For the last week and some change, I have been quite secluded from the majority of the other inhabitants of the R/V Thompson. My lab is through three doors down a hall and to the right from the main labs. And I have had A LOT of water to analyze. Collecting water samples about every 3-6 hours for days on end, then taking over 3 hours to analyze all the samples… I have read a few books. Sometimes when there is more time between stations, I spend some time on the deck, taking photos, soaking in some vitamin D.
Sleep has been… challenging. As you can see in this photo, I have cough drops, tea, and in my pocket I have some decongestants. Lack of sleep and a climate adjustment have not been good to me. Some days, I have only been able to sleep for a couple 1-2 hour naps. Naps are the only thing keeping me going at this point.
If there’s anyone out there reading this who doesn’t believe in global warming, anthropogenic inputs affecting the earth, and ocean acidification, please send them my way. I have some very interesting numbers to show them! The most exciting data (exciting because we are scientists doing science, and when hypotheses turn out to be correct, we get kind of excited- even though this data is overall pretty sad) has come from water samples between 800 and 1600 meters’ depth, where the pH has been between 6.6 and 7.0. The average oceanic pH is 8.0 (or at least it used to be). Even the highest values, from surface waters, have been in the mid- 7’s.
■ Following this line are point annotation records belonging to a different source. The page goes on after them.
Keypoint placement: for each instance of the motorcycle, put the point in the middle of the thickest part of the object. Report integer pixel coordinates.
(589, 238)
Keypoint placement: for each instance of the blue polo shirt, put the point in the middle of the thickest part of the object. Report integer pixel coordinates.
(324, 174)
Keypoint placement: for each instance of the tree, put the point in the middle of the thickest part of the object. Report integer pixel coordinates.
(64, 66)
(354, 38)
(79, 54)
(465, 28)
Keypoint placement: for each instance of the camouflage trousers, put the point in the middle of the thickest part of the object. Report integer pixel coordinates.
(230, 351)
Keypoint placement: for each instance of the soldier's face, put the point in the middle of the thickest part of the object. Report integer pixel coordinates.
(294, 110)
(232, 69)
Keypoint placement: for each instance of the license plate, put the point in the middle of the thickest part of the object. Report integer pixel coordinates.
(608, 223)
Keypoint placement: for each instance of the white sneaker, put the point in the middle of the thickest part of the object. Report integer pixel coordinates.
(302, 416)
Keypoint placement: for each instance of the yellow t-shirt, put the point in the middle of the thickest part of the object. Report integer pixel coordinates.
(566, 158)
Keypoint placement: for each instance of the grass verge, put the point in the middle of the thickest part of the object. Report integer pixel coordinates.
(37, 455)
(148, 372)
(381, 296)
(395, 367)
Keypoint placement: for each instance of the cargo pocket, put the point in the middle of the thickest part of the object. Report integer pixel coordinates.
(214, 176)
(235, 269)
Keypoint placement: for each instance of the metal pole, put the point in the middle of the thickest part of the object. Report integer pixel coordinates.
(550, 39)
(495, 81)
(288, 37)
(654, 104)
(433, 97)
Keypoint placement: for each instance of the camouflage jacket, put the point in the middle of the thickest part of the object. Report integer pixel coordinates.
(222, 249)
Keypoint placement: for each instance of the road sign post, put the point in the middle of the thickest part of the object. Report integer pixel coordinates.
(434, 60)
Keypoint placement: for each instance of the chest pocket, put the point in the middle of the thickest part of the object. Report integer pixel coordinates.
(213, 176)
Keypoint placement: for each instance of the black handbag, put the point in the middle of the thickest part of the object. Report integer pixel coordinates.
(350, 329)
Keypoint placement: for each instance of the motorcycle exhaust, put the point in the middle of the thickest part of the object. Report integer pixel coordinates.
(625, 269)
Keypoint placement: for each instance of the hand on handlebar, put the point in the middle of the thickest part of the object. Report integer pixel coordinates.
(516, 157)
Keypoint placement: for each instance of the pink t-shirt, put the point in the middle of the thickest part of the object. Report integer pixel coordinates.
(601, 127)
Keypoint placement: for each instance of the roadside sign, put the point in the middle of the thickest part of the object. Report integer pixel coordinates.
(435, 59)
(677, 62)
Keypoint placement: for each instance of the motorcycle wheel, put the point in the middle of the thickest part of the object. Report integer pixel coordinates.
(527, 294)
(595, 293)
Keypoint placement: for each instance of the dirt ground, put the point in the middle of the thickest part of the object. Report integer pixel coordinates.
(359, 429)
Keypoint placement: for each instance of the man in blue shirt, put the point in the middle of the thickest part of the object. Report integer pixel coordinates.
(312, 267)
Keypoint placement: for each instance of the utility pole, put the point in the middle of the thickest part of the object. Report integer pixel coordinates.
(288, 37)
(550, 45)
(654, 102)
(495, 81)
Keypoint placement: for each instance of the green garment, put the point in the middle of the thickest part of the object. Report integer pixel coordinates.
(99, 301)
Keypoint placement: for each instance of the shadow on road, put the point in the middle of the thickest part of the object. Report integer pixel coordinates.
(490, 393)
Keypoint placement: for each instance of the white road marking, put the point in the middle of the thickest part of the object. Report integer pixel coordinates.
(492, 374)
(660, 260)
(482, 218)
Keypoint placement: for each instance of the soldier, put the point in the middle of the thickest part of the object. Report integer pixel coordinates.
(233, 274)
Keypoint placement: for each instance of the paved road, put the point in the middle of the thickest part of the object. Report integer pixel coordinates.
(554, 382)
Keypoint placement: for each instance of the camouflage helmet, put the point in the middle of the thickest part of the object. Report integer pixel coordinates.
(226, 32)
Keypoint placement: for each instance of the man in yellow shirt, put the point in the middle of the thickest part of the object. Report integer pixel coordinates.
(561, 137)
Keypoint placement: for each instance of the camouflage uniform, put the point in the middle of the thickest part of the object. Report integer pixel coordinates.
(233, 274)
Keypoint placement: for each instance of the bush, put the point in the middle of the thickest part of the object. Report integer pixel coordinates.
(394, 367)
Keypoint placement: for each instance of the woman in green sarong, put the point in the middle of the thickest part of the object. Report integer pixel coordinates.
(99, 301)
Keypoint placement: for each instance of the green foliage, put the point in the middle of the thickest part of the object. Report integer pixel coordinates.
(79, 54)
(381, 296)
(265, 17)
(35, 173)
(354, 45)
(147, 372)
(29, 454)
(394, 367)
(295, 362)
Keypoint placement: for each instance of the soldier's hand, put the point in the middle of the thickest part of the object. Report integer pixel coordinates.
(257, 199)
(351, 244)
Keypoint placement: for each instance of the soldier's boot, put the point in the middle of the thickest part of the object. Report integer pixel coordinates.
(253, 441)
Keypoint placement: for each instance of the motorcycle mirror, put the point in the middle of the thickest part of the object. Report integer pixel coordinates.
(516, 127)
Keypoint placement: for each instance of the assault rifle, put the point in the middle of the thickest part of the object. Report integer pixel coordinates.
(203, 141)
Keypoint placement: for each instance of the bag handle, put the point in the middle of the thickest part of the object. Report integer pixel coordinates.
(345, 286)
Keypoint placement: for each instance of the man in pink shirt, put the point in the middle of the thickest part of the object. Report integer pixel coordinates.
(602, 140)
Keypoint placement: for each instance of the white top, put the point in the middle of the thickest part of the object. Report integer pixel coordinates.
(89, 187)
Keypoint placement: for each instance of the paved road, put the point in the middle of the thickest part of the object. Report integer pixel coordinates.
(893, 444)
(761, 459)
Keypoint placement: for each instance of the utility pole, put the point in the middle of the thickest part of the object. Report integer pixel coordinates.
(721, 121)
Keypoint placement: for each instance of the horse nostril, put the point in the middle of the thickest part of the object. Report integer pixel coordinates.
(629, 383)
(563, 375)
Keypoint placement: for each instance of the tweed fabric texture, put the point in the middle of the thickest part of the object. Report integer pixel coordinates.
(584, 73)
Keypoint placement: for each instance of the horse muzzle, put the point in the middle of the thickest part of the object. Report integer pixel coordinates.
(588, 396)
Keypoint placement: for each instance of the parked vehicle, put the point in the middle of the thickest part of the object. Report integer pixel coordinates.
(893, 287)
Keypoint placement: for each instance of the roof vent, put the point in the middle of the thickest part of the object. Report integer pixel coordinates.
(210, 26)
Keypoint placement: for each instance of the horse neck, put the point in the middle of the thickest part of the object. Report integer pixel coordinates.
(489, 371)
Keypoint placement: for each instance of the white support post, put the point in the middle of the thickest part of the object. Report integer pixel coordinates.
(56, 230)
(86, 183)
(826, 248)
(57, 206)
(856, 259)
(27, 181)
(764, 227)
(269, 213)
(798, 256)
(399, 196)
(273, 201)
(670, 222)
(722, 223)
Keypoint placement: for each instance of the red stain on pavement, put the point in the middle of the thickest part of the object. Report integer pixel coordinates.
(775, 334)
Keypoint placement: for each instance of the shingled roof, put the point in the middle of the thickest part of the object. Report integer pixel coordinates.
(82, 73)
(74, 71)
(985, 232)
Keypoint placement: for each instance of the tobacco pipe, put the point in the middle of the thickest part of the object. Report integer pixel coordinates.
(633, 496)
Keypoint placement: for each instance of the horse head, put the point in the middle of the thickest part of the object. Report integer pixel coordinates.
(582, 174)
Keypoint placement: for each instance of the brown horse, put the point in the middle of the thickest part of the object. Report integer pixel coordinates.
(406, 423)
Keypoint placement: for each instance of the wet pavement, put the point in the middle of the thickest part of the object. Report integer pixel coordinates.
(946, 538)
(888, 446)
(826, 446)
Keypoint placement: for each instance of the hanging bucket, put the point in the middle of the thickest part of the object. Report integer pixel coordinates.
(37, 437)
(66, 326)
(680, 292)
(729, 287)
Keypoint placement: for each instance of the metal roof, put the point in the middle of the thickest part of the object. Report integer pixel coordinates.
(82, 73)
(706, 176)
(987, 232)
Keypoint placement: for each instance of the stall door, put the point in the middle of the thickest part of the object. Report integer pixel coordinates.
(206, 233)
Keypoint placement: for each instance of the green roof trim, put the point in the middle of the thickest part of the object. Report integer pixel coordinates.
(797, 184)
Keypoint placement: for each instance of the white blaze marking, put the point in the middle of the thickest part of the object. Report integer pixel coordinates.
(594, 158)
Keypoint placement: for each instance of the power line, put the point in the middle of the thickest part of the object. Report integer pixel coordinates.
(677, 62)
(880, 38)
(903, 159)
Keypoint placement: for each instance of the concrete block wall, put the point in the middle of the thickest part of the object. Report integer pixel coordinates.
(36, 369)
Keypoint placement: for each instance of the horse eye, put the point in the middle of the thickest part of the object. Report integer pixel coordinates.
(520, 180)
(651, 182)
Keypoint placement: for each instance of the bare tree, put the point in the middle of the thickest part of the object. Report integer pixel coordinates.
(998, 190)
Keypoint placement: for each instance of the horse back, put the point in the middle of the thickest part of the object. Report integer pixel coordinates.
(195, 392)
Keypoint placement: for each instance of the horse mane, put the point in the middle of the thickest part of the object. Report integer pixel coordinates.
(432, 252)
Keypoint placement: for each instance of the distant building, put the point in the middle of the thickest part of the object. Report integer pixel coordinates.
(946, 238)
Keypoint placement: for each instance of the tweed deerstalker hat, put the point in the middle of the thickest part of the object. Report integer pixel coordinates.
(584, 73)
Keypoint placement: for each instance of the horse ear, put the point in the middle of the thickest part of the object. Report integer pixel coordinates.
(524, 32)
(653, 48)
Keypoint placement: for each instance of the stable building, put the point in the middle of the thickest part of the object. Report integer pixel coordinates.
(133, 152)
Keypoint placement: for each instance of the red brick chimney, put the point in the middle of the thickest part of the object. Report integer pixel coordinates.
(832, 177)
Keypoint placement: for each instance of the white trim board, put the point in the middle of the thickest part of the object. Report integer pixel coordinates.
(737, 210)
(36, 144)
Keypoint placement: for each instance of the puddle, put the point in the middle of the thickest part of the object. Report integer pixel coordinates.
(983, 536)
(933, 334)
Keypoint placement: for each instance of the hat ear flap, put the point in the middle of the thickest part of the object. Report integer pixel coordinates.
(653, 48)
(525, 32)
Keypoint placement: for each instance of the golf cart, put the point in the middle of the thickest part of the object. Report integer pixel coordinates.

There have been whales, sea lions, dolphins, birds getting disoriented on the boat at night, and my favorite: The brightest stars in the sky… Nope! Those are planets! Venus is huge! Jupiter is hanging out, too. Night-time strolls to the hammocks on the bow to look at the night sky are necessary some nights when the mayhem of collecting and analyzing water samples gets me feeling a bit stir-crazy.
Everyone has had to take a shift as watch leader, but my lab being away from everything has made it next to impossible for me. Last night was the final mapping survey and I was finally caught up on my titrations, so it was time. Shortly before my shift started, Liz wrote my name on the board. If you haven’t seen the show Archer, you should. And yes, the hat is required.